Here at FluoroFinder, we are in the pursuit of creating tools that help researchers plan assays and build flow cytometry panels. Being able to predict spectral emission ranges where autofluorescence may impact the quality of data is important. We have an ongoing project to create an autofluorescence spectra viewer to better understand fluorophore selection when panel building. In the meantime, you can use our Spectra Viewer to visualize fluorophores in the context of your lab’s specific instrument configuration. If you are interested in joining the Autofluorescence Working Group team, please send a note to support@fluorofinder.com.
References
- Croce AC, Bottiroli G. Autofluorescence spectroscopy and imaging: a tool for biomedical research and diagnosis. Eur J Histochem. 2014 Dec 12;58(4):2461. doi: 10.4081/ejh.2014.2461. PMID: 25578980; PMCID: PMC4289852.

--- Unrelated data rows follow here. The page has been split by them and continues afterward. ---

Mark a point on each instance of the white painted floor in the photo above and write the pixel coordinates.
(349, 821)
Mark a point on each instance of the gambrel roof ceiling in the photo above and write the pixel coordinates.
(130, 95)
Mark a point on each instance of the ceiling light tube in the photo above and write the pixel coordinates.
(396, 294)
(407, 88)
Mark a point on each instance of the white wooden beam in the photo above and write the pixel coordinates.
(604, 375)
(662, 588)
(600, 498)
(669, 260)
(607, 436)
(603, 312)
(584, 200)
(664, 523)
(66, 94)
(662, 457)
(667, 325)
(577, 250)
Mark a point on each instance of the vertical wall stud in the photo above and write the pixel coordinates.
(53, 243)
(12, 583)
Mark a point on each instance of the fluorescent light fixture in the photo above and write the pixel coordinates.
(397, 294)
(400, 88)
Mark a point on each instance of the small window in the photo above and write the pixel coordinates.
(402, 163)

- Case N, Johnston N, Nadeau J. Fluorescence Microscopy with Deep UV, Near UV, and Visible Excitation for In Situ Detection of Microorganisms. Astrobiology. 2024 Mar;24(3):300-317. doi: 10.1089/ast.2023.0020. PMID: 38507693; PMCID: PMC10979697.

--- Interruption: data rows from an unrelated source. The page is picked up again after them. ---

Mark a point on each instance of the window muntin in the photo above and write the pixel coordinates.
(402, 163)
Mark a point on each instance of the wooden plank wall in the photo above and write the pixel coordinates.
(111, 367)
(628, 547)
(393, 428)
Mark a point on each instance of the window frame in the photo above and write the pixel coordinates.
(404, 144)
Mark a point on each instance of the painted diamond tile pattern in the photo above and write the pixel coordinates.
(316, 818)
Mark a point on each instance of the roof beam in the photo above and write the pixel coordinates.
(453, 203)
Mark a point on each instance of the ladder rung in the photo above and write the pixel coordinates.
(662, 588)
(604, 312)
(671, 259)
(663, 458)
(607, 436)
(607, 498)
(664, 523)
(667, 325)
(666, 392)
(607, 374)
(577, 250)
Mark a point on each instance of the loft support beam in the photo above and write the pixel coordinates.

- Pilkington KR. Autofluorescence: From burden to benefit. Cytometry A. 2024;105(8):563-567. doi:10.1002/cyto.a.24885
- Jameson VJ, Luke T, Yan Y, Hind A, Evrard M, Man K, Mackay LK, Kallies A, Villadangos JA, McWilliam HEG, Perez-Gonzalez A. Unlocking autofluorescence in the era of full spectrum analysis: Implications for immunophenotype discovery projects. Cytometry A. 2022 Nov;101(11):922-941. doi: 10.1002/cyto.a.24555. Epub 2022 Apr 12. PMID: 35349225; PMCID: PMC9519814.